Bootstrap early-stage migration

HarbourBridge bootstraps early-stage migration to Spanner by using an existing MySQL or PostgreSQL source database to quickly get you running on Spanner. It generates an assessment report with an overall migration-fitness score for Spanner, a table-by-table analysis of type mappings and a list of features used in the source database that aren't supported by Spanner.

View HarbourBridge as a way to get up and running quickly, so you can focus on critical things like tuning performance and getting the most out of Spanner. You will need to tweak and enhance what HarbourBridge produces—more on that later.

Getting started

HarbourBridge can be used with the Cloud Spanner Emulator, or directly with a Cloud Spanner instance. The Emulator is a local, in-memory emulation of Spanner that implements the same APIs as Cloud Spanner’s production service, and allows you to try out Spanner’s functionality without creating a GCP Project. The HarbourBridge README contains a step-by-step quick-start guide for using the tool with a Cloud Spanner instance.

Together, HarbourBridge and the Cloud Spanner Emulator provide a lightweight, open source toolchain to experiment with Cloud Spanner. Moreover, when you want to proceed to performance testing and tuning, switching to a production Cloud Spanner instance is a simple configuration change.

To get started on using HarbourBridge with the Emulator, follow the Emulator instructions. In particular, start the Emulator using Docker and configure the SPANNER_EMULATOR_HOST environment variable (this tells the Cloud Spanner Client libraries to use the Emulator).

Next, install Go and configure the GOPATH environment variable if they are not already part of your environment. Now you can download and install HarbourBridge using
GO111MODULE=on \
go get

It should be installed as $GOPATH/bin/harbourbridge. To use HarbourBridge on a MySQL database, run mysqldump and pipe its output to HarbourBridge

mysqldump <opts> db | $GOPATH/bin/harbourbridge -driver=mysqldump

where <opts> are the standard options you pass to mysqldump or mysql to specify host, port, etc., and db is the name of the database to dump.
Similarly, to use HarbourBridge on a PostgreSQL database, run

 pg_dump <opts> db | $GOPATH/bin/harbourbridge -driver=pg_dump

See the Troubleshooting guide if you run into any issues. In addition to creating a new Spanner database with data from the source database, HarbourBridge also generates a schema file, the assessment report, and a bad data file (if any data is dropped). See Files generated by HarbourBridge.

Sample dump files

If you don’t have ready access to a MySQL or PostgreSQL database, the HarbourBridge github repository has some samples. The files cart.mysqldump and cart.pg_dump contain mysqldump and pg_dump output for a very basic shopping cart application (just two tables, one for products and one for user carts). The files singers.mysqldump and singers.pg_dump contain mysqldump and pg_dump output for a version of the Cloud Spanner singers example. To use HarbourBridge on cart.mysqldump, download the file locally and run

$GOPATH/bin/harbourbridge -driver=mysqldump < cart.mysqldump

Next steps

The schema created by HarbourBridge provides a starting point for evaluation of Spanner. While it preserves much of the core structure of your MySQL or PostgreSQL schema, data types will be mapped based on the types supported by Spanner, and unsupported features will be dropped e.g. functions, sequences, procedures, triggers and views. See the assessment report as well as HarbourBridge’s Schema conversion documentation for details.

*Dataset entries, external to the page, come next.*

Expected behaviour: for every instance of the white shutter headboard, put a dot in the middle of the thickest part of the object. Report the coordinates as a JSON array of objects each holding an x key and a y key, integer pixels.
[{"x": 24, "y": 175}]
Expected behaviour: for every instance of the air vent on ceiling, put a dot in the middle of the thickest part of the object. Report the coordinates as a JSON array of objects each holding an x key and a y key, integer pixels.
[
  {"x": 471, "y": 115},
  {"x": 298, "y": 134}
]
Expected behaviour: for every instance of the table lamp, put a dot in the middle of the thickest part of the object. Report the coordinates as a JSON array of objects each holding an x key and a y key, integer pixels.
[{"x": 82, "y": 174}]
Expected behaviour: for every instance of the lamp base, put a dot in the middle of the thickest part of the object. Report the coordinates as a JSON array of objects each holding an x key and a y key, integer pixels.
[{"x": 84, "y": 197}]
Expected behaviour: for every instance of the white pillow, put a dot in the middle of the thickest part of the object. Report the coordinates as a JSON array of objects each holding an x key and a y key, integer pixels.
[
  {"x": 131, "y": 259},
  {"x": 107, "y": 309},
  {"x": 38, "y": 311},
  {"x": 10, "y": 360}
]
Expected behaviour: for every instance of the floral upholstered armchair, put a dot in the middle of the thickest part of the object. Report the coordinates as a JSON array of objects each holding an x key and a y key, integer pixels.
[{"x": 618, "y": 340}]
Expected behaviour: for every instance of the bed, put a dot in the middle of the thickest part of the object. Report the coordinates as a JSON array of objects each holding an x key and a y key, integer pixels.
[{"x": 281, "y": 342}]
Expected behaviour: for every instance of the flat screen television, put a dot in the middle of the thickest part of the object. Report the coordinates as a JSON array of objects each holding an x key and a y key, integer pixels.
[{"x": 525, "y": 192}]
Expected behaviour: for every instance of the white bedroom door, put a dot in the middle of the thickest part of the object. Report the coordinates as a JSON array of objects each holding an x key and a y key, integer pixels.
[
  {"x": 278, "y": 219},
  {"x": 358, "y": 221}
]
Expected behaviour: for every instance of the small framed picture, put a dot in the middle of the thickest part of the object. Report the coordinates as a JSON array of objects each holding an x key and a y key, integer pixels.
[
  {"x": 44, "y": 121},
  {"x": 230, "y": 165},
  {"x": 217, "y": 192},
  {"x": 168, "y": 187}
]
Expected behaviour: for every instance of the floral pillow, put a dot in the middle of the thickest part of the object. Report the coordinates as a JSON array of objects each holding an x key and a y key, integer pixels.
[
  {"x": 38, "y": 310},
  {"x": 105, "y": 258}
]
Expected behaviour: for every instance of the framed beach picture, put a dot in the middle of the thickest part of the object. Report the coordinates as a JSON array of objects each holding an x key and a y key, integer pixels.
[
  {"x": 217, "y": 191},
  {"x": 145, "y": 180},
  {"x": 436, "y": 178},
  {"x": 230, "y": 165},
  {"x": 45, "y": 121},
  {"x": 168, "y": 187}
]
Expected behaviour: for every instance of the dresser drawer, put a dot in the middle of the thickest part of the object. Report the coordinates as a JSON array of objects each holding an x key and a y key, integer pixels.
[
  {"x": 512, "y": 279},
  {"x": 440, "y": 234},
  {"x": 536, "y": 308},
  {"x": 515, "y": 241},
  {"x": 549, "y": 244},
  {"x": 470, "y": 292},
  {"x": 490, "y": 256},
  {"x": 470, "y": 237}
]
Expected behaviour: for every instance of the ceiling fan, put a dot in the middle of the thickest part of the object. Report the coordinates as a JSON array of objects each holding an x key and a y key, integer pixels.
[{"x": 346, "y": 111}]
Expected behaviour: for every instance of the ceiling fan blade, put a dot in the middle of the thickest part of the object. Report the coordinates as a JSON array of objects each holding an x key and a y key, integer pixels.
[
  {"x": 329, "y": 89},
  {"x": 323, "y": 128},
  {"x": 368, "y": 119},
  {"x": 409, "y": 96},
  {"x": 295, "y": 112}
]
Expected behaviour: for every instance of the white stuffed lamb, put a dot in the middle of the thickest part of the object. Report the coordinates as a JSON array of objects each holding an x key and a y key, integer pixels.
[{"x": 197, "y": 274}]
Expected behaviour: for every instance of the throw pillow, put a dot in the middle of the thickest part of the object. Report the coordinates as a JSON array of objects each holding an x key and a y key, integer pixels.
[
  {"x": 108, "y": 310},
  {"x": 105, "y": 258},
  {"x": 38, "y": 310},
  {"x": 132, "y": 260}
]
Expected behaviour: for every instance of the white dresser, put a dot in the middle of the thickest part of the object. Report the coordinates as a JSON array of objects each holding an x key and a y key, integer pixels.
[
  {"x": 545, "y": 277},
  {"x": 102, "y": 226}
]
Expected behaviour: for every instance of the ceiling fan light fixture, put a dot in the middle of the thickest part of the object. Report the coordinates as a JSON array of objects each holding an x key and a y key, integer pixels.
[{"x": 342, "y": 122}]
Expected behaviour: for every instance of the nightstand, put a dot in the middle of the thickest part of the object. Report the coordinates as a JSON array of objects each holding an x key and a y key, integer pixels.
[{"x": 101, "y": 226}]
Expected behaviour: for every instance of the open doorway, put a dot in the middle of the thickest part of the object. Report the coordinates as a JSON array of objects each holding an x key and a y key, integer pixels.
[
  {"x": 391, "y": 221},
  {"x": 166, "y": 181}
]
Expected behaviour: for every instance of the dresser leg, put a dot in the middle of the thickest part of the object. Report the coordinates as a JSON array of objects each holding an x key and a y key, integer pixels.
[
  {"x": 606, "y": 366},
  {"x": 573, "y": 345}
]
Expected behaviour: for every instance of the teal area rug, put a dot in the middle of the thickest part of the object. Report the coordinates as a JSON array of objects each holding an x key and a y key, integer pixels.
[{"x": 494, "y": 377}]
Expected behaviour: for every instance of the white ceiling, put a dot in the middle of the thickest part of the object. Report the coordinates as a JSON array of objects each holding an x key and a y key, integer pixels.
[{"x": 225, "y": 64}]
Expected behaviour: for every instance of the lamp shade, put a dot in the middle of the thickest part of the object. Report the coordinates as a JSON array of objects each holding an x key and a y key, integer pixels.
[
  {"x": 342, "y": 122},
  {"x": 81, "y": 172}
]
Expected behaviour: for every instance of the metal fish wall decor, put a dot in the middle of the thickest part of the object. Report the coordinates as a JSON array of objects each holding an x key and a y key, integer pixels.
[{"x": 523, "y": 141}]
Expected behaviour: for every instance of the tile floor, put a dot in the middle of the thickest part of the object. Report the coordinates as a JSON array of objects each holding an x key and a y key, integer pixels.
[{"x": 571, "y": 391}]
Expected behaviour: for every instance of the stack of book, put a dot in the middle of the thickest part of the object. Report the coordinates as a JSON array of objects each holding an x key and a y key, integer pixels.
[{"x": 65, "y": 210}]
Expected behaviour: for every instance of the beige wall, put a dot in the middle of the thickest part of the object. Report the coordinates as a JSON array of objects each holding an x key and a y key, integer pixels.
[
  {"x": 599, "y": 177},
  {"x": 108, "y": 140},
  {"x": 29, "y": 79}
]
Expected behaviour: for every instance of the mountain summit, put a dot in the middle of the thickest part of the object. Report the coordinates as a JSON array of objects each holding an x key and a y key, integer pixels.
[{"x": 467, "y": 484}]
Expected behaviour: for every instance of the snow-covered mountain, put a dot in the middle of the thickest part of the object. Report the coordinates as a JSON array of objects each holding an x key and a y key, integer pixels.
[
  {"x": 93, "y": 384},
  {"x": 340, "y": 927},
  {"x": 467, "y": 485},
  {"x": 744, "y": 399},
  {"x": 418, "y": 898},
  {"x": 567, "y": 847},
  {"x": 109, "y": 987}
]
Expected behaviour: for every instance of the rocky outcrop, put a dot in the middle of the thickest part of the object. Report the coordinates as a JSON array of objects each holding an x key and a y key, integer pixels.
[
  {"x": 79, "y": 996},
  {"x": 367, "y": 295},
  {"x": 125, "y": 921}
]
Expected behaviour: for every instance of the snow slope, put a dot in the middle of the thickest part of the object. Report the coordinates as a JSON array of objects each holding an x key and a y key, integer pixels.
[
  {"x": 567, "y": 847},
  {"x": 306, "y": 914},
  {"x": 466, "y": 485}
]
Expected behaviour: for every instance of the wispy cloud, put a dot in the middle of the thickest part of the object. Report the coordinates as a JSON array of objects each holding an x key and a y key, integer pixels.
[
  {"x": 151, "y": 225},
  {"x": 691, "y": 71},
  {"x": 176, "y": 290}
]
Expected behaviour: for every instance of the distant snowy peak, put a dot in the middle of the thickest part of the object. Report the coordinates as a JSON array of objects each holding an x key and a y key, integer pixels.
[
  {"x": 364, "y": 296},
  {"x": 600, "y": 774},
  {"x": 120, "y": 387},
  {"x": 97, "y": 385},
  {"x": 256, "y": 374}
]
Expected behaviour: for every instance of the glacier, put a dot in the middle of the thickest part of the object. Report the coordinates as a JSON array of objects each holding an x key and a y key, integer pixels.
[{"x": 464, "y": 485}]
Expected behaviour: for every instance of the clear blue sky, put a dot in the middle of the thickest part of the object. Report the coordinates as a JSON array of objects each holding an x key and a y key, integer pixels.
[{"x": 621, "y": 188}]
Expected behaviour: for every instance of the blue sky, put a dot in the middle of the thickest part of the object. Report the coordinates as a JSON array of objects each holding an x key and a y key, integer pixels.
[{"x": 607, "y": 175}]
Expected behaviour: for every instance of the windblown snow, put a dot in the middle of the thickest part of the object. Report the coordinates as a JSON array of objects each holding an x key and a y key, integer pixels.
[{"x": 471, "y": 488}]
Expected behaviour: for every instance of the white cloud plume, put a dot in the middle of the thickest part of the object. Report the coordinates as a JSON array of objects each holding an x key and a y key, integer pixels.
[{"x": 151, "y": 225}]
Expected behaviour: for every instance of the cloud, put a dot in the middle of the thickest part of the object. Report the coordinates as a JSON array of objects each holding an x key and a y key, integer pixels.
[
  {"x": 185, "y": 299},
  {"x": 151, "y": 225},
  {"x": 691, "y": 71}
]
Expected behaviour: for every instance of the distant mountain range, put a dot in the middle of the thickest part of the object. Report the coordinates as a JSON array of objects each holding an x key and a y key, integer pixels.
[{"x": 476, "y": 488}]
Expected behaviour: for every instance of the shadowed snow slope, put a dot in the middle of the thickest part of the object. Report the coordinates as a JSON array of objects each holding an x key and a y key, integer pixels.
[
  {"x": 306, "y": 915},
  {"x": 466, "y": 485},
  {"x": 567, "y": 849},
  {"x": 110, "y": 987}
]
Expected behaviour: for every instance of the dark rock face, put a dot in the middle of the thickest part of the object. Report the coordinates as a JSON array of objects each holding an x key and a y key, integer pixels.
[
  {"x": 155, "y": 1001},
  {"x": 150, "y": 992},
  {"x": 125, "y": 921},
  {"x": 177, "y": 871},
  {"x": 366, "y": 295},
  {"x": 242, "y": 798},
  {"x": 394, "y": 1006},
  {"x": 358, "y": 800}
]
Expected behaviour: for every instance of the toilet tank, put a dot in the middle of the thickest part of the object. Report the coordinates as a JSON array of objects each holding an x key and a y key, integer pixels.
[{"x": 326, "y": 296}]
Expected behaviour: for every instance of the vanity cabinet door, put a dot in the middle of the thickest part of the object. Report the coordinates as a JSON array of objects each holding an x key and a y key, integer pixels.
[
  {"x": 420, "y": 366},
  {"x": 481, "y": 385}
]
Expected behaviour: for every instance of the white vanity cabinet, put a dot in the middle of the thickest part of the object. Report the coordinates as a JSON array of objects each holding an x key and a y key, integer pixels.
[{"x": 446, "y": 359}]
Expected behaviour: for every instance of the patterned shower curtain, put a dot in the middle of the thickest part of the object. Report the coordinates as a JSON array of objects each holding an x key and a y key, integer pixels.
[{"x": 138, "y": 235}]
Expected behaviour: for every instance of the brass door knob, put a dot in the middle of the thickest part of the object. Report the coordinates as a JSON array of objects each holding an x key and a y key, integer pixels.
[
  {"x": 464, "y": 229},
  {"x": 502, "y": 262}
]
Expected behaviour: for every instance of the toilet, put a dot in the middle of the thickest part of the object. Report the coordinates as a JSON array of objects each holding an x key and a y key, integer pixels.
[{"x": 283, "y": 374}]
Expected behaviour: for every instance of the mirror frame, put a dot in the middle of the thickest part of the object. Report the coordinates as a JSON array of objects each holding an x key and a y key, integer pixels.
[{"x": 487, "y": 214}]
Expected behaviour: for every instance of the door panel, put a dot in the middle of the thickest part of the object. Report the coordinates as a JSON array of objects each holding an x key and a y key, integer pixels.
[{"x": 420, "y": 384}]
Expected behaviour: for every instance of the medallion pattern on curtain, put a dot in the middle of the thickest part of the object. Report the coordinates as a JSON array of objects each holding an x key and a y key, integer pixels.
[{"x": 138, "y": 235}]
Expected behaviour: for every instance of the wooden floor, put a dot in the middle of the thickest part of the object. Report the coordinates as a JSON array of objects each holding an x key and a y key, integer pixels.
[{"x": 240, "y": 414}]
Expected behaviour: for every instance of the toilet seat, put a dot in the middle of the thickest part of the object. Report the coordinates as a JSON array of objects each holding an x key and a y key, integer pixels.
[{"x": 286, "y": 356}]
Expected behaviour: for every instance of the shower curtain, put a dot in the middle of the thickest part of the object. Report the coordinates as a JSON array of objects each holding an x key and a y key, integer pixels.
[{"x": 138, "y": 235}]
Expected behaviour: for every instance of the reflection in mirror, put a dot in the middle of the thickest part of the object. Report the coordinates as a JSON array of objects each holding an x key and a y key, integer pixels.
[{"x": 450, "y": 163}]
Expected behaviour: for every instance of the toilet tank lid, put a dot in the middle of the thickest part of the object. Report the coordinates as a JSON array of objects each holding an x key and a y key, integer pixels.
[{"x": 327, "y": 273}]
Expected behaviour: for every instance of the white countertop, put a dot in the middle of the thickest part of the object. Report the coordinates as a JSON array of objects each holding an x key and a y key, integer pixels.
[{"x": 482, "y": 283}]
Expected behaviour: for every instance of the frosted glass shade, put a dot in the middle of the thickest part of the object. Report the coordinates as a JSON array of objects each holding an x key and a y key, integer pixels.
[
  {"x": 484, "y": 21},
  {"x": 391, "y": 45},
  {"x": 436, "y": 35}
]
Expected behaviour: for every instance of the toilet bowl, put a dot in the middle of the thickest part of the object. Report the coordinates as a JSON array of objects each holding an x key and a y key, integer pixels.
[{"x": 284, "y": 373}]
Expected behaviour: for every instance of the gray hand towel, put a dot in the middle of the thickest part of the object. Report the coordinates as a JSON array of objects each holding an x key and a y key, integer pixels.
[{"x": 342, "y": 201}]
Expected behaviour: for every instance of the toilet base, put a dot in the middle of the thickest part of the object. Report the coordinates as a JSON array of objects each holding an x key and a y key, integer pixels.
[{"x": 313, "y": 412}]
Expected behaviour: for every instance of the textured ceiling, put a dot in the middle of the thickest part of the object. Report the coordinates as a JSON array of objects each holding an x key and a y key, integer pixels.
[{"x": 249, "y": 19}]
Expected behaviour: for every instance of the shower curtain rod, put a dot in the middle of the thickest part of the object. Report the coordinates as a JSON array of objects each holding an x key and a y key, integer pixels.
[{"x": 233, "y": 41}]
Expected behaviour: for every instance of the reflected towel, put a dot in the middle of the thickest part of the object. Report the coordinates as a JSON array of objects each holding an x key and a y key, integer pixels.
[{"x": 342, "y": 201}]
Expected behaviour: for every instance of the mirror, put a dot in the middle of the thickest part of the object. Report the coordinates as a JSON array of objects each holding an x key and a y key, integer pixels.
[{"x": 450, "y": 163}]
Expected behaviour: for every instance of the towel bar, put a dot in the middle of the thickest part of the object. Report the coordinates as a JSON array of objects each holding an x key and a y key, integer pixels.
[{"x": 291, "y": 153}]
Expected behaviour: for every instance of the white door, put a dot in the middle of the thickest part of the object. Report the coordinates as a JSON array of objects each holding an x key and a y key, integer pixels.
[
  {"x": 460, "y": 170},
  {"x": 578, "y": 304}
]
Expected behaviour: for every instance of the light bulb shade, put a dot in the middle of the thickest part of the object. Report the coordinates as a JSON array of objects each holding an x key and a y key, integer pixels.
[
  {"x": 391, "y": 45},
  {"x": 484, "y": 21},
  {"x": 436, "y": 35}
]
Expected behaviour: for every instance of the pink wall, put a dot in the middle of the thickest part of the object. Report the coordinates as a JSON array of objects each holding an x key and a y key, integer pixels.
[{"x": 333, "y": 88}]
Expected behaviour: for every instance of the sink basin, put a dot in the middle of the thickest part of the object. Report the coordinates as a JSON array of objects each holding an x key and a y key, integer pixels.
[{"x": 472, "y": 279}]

To test Spanner’s performance, you will need to switch from the Emulator to a Cloud Spanner instance. The HarbourBridge quick-start guide provides details of how to set up a Cloud Spanner instance. To have HarbourBridge use your Cloud Spanner instance instead of the Emulator, simply unset the SPANNER_EMULATOR_HOST environment variable (see the Emulator documentation for context).

To optimize your Spanner performance, carefully review choices of primary keys and indexes—see Keys and indexes. Note that HarbourBridge preserves primary keys from the source database but drops all other indexes. This means that the out-of-the-box performance you get from the schema created by HarbourBridge can be significantly impacted. If this is the case, add appropriate Secondary indexes. In addition, consider using Interleaved tables to optimize table layout and improve the performance of joins.


HarbourBridge is an open source toolkit for evaluating and assessing Cloud Spanner using an existing MySQL or PostgreSQL database. It automates many of the manual steps so that you can quickly get to important design, evaluation and performance issues, such as. refining choice of primary keys, tuning of indexes, and other optimizations.

We encourage you to try out HarbourBridge, send feedback, file issues, fork and modify the codebase, and send PRs for fixes and new functionality. We have big plans for HarbourBridge, including the addition of user-guided schema conversion (to customize type mappings and provide a guided exploration of indexing, primary key choices, and use of interleaved tables), as well as support for more databases. HarbourBridge is part of the Cloud Spanner Ecosystem, owned and maintained by the Cloud Spanner user community. It is not officially supported by Google as part of Cloud Spanner.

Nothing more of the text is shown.